Cold Salmon and Green Bean Salad with Chopped Seasoned Tomatoes and White Wine Vinaigrette

February 11, 2016 By:
20 minutes
10 minutes
Salty tomatoes, cool seasoned salmon, fresh chives and parsley and tangy white wine, Dijon vinaigrette -- what could be better for a light dinner or brunch? For families who want to get more salmon in their diets but who are on a tight budget, add a few potato wedges and viola, you'd got a salmon version of a Nicoise salad.



  1. Boil green beans until al dente -- do not over cook. They should still be crunchy. Let cool and chop into approximately 1-inch length pieces. Chop tomatoes into small pieces and place in a mixing bowl. Add a pinch of salt to the tomatoes and let sit.
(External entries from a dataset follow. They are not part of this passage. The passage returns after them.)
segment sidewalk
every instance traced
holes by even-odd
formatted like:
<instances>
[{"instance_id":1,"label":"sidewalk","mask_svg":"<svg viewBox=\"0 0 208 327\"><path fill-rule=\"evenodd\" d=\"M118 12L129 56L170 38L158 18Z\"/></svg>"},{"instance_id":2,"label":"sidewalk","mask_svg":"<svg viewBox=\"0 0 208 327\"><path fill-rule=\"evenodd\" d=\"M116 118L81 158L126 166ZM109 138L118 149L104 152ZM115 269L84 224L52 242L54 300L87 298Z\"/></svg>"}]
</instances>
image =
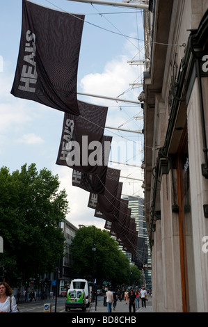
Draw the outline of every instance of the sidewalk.
<instances>
[{"instance_id":1,"label":"sidewalk","mask_svg":"<svg viewBox=\"0 0 208 327\"><path fill-rule=\"evenodd\" d=\"M103 305L103 296L97 296L97 305L95 308L95 301L90 304L88 312L108 312L108 309L106 306ZM136 309L136 312L152 312L152 298L150 298L147 301L146 301L146 308L142 308L141 301L139 301L139 308ZM112 305L112 314L122 312L122 313L129 313L129 303L126 304L125 301L122 300L122 301L118 301L115 310L113 310ZM131 313L133 313L133 309L131 308Z\"/></svg>"}]
</instances>

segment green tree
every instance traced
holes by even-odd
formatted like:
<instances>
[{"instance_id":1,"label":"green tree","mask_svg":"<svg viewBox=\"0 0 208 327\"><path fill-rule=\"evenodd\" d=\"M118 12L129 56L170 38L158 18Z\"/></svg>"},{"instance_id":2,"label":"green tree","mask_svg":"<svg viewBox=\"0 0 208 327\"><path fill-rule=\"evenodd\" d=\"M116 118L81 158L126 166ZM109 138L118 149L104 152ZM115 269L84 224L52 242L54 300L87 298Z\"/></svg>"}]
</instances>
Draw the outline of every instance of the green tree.
<instances>
[{"instance_id":1,"label":"green tree","mask_svg":"<svg viewBox=\"0 0 208 327\"><path fill-rule=\"evenodd\" d=\"M95 251L93 250L94 232ZM95 226L79 228L72 241L72 253L74 272L79 277L91 279L95 273L99 282L109 280L115 285L129 280L129 262L105 230Z\"/></svg>"},{"instance_id":2,"label":"green tree","mask_svg":"<svg viewBox=\"0 0 208 327\"><path fill-rule=\"evenodd\" d=\"M0 274L10 283L50 272L64 251L59 222L68 210L65 191L59 191L57 175L35 164L12 174L0 170Z\"/></svg>"}]
</instances>

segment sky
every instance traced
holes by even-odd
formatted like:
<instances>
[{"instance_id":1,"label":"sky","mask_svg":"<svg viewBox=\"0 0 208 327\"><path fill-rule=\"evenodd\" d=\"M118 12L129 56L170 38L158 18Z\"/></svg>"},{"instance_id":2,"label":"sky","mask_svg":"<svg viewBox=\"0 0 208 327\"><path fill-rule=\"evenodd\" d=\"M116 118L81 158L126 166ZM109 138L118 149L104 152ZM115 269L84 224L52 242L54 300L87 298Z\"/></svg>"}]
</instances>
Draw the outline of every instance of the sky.
<instances>
[{"instance_id":1,"label":"sky","mask_svg":"<svg viewBox=\"0 0 208 327\"><path fill-rule=\"evenodd\" d=\"M119 2L118 1L118 2ZM105 129L113 136L109 166L119 169L122 194L143 197L141 165L143 159L143 128L141 104L113 101L90 94L138 102L142 92L143 67L128 61L144 58L142 10L67 0L34 0L35 3L85 15L77 76L77 98L108 106ZM74 226L105 221L88 207L89 193L72 185L72 170L56 164L64 113L10 94L15 73L22 29L22 0L1 1L0 11L0 166L12 173L35 163L58 175L61 189L67 194ZM135 83L139 85L135 86ZM119 163L119 164L118 164ZM124 178L125 177L125 178ZM128 177L128 178L127 178Z\"/></svg>"}]
</instances>

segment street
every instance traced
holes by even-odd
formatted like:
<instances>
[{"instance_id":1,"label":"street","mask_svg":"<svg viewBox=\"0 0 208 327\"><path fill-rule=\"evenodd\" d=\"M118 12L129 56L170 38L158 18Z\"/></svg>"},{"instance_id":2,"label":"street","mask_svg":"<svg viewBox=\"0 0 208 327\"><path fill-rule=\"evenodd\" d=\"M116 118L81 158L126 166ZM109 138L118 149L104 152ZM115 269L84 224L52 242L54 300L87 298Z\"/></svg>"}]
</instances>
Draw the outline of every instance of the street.
<instances>
[{"instance_id":1,"label":"street","mask_svg":"<svg viewBox=\"0 0 208 327\"><path fill-rule=\"evenodd\" d=\"M56 312L65 312L65 298L58 298ZM51 312L55 312L55 298L49 300L40 300L36 302L21 302L18 303L20 312L44 312L44 305L49 303L51 305Z\"/></svg>"}]
</instances>

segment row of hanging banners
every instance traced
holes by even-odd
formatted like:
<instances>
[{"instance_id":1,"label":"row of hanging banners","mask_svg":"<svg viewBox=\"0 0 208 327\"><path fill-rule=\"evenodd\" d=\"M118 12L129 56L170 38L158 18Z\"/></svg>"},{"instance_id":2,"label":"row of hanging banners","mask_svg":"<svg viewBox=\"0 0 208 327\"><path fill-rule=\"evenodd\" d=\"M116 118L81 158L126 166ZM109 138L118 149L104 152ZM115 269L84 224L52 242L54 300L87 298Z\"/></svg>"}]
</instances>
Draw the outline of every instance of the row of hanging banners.
<instances>
[{"instance_id":1,"label":"row of hanging banners","mask_svg":"<svg viewBox=\"0 0 208 327\"><path fill-rule=\"evenodd\" d=\"M128 201L121 198L120 170L108 167L111 136L104 135L108 108L77 99L78 62L84 15L22 1L22 23L11 93L64 112L56 164L73 170L72 185L89 192L88 207L106 221L136 264L146 263Z\"/></svg>"}]
</instances>

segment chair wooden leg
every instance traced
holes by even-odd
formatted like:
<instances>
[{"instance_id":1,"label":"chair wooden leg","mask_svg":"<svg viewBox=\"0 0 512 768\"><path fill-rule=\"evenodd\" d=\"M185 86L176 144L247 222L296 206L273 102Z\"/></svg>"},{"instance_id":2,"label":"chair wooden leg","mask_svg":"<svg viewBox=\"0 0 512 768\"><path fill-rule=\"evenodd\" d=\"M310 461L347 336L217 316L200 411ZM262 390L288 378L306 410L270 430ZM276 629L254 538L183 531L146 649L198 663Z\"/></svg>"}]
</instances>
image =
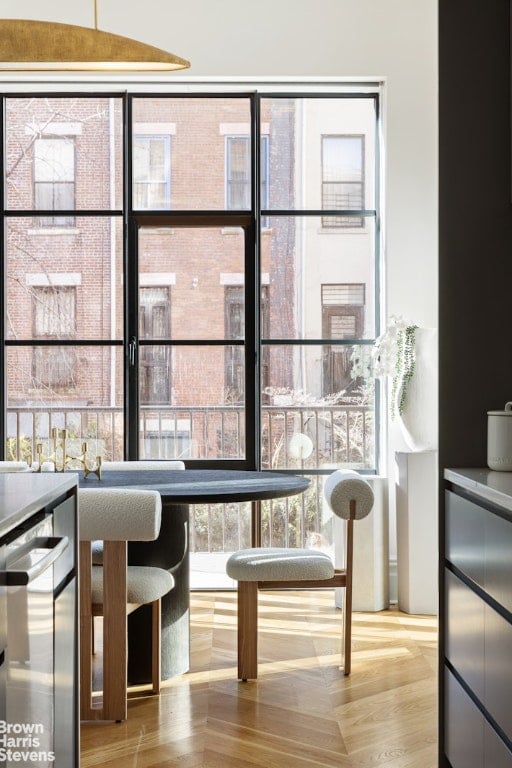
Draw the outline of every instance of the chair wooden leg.
<instances>
[{"instance_id":1,"label":"chair wooden leg","mask_svg":"<svg viewBox=\"0 0 512 768\"><path fill-rule=\"evenodd\" d=\"M91 545L80 542L80 719L92 714L92 636L91 608Z\"/></svg>"},{"instance_id":2,"label":"chair wooden leg","mask_svg":"<svg viewBox=\"0 0 512 768\"><path fill-rule=\"evenodd\" d=\"M103 562L103 718L126 720L126 542L106 541Z\"/></svg>"},{"instance_id":3,"label":"chair wooden leg","mask_svg":"<svg viewBox=\"0 0 512 768\"><path fill-rule=\"evenodd\" d=\"M350 675L352 667L352 566L354 560L354 518L355 502L350 502L351 516L347 520L347 562L346 562L346 582L345 582L345 616L343 630L344 645L344 666L345 675Z\"/></svg>"},{"instance_id":4,"label":"chair wooden leg","mask_svg":"<svg viewBox=\"0 0 512 768\"><path fill-rule=\"evenodd\" d=\"M162 617L162 603L155 600L151 603L151 678L153 693L160 693L161 681L161 642L160 622Z\"/></svg>"},{"instance_id":5,"label":"chair wooden leg","mask_svg":"<svg viewBox=\"0 0 512 768\"><path fill-rule=\"evenodd\" d=\"M258 677L258 582L238 582L238 679Z\"/></svg>"}]
</instances>

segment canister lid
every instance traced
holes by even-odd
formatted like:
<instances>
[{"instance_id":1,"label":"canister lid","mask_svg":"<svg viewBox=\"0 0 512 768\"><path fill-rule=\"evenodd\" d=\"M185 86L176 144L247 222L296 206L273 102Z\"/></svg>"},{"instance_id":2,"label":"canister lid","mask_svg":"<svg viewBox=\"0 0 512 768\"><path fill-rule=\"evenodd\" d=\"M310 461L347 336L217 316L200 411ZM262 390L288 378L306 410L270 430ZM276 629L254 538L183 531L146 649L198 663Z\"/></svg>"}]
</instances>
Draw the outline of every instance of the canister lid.
<instances>
[{"instance_id":1,"label":"canister lid","mask_svg":"<svg viewBox=\"0 0 512 768\"><path fill-rule=\"evenodd\" d=\"M512 416L512 400L505 403L504 411L487 411L488 416Z\"/></svg>"}]
</instances>

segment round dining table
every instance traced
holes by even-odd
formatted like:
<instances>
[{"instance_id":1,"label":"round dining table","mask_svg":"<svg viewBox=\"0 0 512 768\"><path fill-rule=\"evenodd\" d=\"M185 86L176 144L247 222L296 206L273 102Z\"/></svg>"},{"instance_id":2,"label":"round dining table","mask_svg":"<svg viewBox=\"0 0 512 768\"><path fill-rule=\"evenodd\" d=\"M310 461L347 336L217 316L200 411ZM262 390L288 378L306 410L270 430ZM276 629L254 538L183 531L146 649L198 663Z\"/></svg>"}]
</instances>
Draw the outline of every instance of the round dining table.
<instances>
[{"instance_id":1,"label":"round dining table","mask_svg":"<svg viewBox=\"0 0 512 768\"><path fill-rule=\"evenodd\" d=\"M310 481L286 472L230 469L123 470L101 478L79 478L79 488L143 488L162 498L162 523L155 541L130 542L128 563L169 570L175 586L162 598L162 680L190 668L189 505L262 501L305 491ZM151 680L151 609L128 616L128 680Z\"/></svg>"}]
</instances>

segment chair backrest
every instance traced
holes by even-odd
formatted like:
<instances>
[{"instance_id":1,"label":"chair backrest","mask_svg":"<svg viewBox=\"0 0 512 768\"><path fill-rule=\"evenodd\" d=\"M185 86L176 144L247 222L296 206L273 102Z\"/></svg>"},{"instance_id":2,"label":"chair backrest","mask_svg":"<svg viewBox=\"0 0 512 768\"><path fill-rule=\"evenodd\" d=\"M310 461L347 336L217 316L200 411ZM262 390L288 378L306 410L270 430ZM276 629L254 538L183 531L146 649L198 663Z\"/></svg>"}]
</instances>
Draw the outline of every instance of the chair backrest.
<instances>
[{"instance_id":1,"label":"chair backrest","mask_svg":"<svg viewBox=\"0 0 512 768\"><path fill-rule=\"evenodd\" d=\"M324 484L324 496L334 514L344 520L360 520L373 509L371 485L350 469L338 469L329 475Z\"/></svg>"},{"instance_id":2,"label":"chair backrest","mask_svg":"<svg viewBox=\"0 0 512 768\"><path fill-rule=\"evenodd\" d=\"M102 461L102 472L123 472L134 469L185 469L185 462L176 459L155 461Z\"/></svg>"},{"instance_id":3,"label":"chair backrest","mask_svg":"<svg viewBox=\"0 0 512 768\"><path fill-rule=\"evenodd\" d=\"M160 532L162 500L158 491L138 488L80 488L81 541L154 541Z\"/></svg>"}]
</instances>

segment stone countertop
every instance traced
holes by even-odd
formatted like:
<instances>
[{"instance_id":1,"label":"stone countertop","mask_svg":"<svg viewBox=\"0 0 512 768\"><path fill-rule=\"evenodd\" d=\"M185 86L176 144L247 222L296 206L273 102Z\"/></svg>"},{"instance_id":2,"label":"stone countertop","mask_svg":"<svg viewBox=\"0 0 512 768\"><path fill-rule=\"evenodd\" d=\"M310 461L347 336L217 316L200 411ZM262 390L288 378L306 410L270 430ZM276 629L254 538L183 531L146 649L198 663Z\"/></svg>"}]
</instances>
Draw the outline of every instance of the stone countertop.
<instances>
[{"instance_id":1,"label":"stone countertop","mask_svg":"<svg viewBox=\"0 0 512 768\"><path fill-rule=\"evenodd\" d=\"M512 511L512 472L487 468L445 469L444 479Z\"/></svg>"},{"instance_id":2,"label":"stone countertop","mask_svg":"<svg viewBox=\"0 0 512 768\"><path fill-rule=\"evenodd\" d=\"M0 472L0 536L76 486L77 479L53 472Z\"/></svg>"}]
</instances>

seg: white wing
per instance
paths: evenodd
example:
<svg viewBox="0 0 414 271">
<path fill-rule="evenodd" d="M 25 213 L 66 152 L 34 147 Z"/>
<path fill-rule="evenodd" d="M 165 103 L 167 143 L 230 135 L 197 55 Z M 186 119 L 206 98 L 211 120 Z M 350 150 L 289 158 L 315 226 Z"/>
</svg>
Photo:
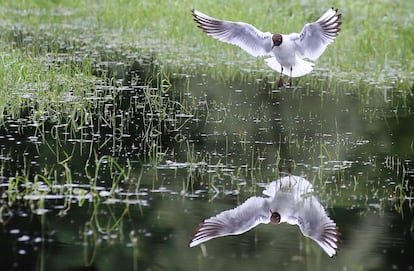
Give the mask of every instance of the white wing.
<svg viewBox="0 0 414 271">
<path fill-rule="evenodd" d="M 242 234 L 260 223 L 270 222 L 270 209 L 266 208 L 267 199 L 251 197 L 240 206 L 210 217 L 197 228 L 191 238 L 190 247 L 210 239 Z"/>
<path fill-rule="evenodd" d="M 340 233 L 335 222 L 328 217 L 325 209 L 314 197 L 308 197 L 298 215 L 298 225 L 302 234 L 313 239 L 332 257 L 338 250 Z"/>
<path fill-rule="evenodd" d="M 194 21 L 205 33 L 218 40 L 239 46 L 252 56 L 272 55 L 272 34 L 263 33 L 254 26 L 218 20 L 193 9 Z"/>
<path fill-rule="evenodd" d="M 316 60 L 338 36 L 340 19 L 338 10 L 330 8 L 316 22 L 305 24 L 295 40 L 298 55 Z"/>
</svg>

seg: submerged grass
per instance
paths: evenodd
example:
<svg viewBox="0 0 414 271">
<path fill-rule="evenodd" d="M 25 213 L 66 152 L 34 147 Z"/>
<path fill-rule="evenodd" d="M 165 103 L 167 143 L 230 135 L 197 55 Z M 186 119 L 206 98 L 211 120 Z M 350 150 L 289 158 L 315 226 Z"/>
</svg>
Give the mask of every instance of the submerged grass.
<svg viewBox="0 0 414 271">
<path fill-rule="evenodd" d="M 382 84 L 407 90 L 412 85 L 414 18 L 411 1 L 335 1 L 343 14 L 342 31 L 320 58 L 317 71 L 303 78 L 338 79 Z M 243 8 L 245 7 L 245 8 Z M 318 0 L 262 1 L 251 5 L 244 0 L 199 2 L 138 1 L 9 1 L 3 5 L 6 22 L 28 27 L 34 36 L 46 29 L 51 35 L 65 36 L 76 44 L 73 33 L 85 42 L 102 46 L 134 47 L 138 54 L 156 52 L 157 61 L 173 70 L 208 72 L 218 78 L 275 76 L 263 61 L 255 60 L 239 48 L 204 35 L 192 21 L 191 9 L 212 16 L 246 21 L 261 30 L 299 32 L 306 22 L 317 19 L 328 8 Z M 390 13 L 392 10 L 392 13 Z M 375 14 L 375 16 L 373 16 Z M 64 30 L 67 33 L 61 33 Z M 89 36 L 80 33 L 89 31 Z M 50 35 L 50 34 L 49 34 Z M 81 41 L 79 41 L 81 42 Z"/>
</svg>

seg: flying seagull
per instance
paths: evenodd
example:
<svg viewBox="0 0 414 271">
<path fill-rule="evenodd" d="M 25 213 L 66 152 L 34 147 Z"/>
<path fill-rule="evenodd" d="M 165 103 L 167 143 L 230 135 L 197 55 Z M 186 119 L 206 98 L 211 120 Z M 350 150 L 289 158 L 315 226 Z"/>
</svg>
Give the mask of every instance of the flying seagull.
<svg viewBox="0 0 414 271">
<path fill-rule="evenodd" d="M 271 34 L 262 32 L 253 25 L 210 17 L 193 9 L 194 21 L 207 35 L 223 42 L 239 46 L 252 56 L 271 56 L 265 61 L 269 67 L 280 72 L 278 86 L 283 86 L 282 74 L 299 77 L 310 73 L 315 61 L 326 47 L 338 36 L 341 14 L 338 9 L 328 9 L 316 22 L 305 24 L 302 32 Z"/>
<path fill-rule="evenodd" d="M 189 246 L 221 236 L 243 234 L 261 223 L 287 222 L 298 225 L 303 235 L 313 239 L 332 257 L 341 242 L 340 233 L 312 192 L 312 184 L 302 177 L 286 176 L 273 181 L 263 191 L 266 197 L 250 197 L 234 209 L 205 219 Z"/>
</svg>

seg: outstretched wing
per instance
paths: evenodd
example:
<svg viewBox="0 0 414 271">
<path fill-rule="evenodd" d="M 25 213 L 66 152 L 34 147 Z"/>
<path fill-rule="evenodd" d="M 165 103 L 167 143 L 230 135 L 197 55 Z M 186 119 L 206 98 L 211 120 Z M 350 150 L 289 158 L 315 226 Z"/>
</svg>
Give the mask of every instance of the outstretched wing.
<svg viewBox="0 0 414 271">
<path fill-rule="evenodd" d="M 218 20 L 195 9 L 192 12 L 194 21 L 207 35 L 237 45 L 252 56 L 271 55 L 273 42 L 269 32 L 263 33 L 247 23 Z"/>
<path fill-rule="evenodd" d="M 240 206 L 204 220 L 191 238 L 190 247 L 210 239 L 245 233 L 260 223 L 269 223 L 271 213 L 265 198 L 251 197 Z"/>
<path fill-rule="evenodd" d="M 329 257 L 336 254 L 341 242 L 340 233 L 315 197 L 305 199 L 298 225 L 302 234 L 313 239 Z"/>
<path fill-rule="evenodd" d="M 316 22 L 305 24 L 295 40 L 296 49 L 302 58 L 316 60 L 326 47 L 338 36 L 341 14 L 337 9 L 328 9 Z"/>
</svg>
  2. Mix vinegar, olive oil, pinch of salt, pinch of pepper, Dijon mustard, chopped chives and chopped parsley together. Whisk well until thoroughly blended. Retrieve cold salmon from fridge (check your Food Lion freezer for easy to heat salmon or pan roast and cool it before use). Tear into pieces, keeping them large enough to mix well into the salad, but small enough to incorporate into each bite.
  3. Combine tomatoes, cooled green beans and salmon Dress salad with a light hand, stirring gently and adding just enough dressing to accent the salad. Don't add too much dressing at a time or it will overpower the salad and make it soggy. Serve immediately with crackers or toast.